Guilt is another component of depression and it’s a hard one to get your head around. You’re already feeling very sensitive about how people perceive you so to then be opening up about such personal and often dark thoughts takes a lot of courage.
I found it even more difficult to do with my family vs a counsellor as the conversations with my family tended to revolve around trying to pick me up and I could always hear the relief in their voices when I was having a good day and the panic that set it when I was low which made me feel even more guilty and ashamed as I wanted to protect their feelings.

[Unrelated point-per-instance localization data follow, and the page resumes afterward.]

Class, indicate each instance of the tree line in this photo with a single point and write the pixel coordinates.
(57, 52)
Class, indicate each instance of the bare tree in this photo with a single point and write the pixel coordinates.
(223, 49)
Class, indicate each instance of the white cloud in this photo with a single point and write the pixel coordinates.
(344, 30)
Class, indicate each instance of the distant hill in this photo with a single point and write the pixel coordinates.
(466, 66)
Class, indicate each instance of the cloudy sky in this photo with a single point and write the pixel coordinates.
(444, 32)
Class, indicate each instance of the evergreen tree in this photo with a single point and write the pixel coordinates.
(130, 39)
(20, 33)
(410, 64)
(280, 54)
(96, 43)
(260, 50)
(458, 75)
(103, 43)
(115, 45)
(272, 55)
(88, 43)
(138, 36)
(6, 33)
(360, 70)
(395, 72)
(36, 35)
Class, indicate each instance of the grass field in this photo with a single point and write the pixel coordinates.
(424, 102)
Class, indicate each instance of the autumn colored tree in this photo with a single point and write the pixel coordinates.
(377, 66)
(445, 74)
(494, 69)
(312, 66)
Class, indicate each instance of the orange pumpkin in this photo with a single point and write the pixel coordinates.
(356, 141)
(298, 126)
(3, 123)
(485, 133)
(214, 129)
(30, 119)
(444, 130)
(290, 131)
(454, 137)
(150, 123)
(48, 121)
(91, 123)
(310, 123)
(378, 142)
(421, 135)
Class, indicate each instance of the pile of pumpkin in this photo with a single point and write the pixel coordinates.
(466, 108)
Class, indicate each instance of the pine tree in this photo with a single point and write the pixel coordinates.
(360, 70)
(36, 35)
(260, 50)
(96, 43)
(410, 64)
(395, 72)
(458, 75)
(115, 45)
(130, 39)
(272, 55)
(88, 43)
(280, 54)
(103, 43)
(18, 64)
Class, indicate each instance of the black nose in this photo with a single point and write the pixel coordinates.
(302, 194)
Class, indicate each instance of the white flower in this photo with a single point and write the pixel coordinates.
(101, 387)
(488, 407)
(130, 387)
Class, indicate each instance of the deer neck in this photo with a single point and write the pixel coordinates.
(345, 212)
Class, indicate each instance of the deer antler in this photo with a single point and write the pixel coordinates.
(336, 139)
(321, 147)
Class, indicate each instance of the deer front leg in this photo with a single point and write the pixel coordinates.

With a counsellor, the detachment is really helpful as you don’t feel responsible for their feelings. You also know they can handle whatever you tell them as they will have heard it so many times before. I guess the downside is the cost and the fact that you often have to travel to have that conversation as opposed to just picking up the phone or having someone drop by your house. There are, however, more and more counselling services that offer skype calls which is useful. I think it’s much easier to open up and have an honest conversation when you feel comfortable and safe in your surroundings so having the conversation cosy on your sofa will make it easier to chat openly.
One of the other fears around sharing your feelings with someone is that you may worry they will think you’re being dramatic or ungrateful for the good things you have in life and that they will judge you or think that your problems aren’t important.
Someone will always have it worse than you but that shouldn’t take away from how you’re feeling.
If you’re feeling overwhelmed, you’re allowed to feel that way regardless of what’s causing it.
Another reason why talking through depression is hard is that you might be disillusioned and consumed by your thoughts, fears and worries and not be able to recognise yourself anymore. If you’ve been used to putting on a front to tell the world all is ok you could be scared of how people will see you once that fence comes down…..
So, to start tackling depression we must first deal with overcoming these fears and once we do we’re already on the road to better wellbeing.
Why it’s so important to talk:
- Talking takes the thoughts out of your head and into reality – sometimes when you express them they don’t seem so bad. The release of these thoughts can also provide comfort.
- You can get perspective when you air your feelings to an empathetic ear
- Talking and letting someone in makes you feel supported and not alone
- You feel more able to cope knowing that someone else has heard what you’re going through and its not a secret anymore
Once we take all these fears away though, talking about depression is so important and so much easier once we get going. People may surprise you with their response, so please, if you feel you need to talk, pick up the phone.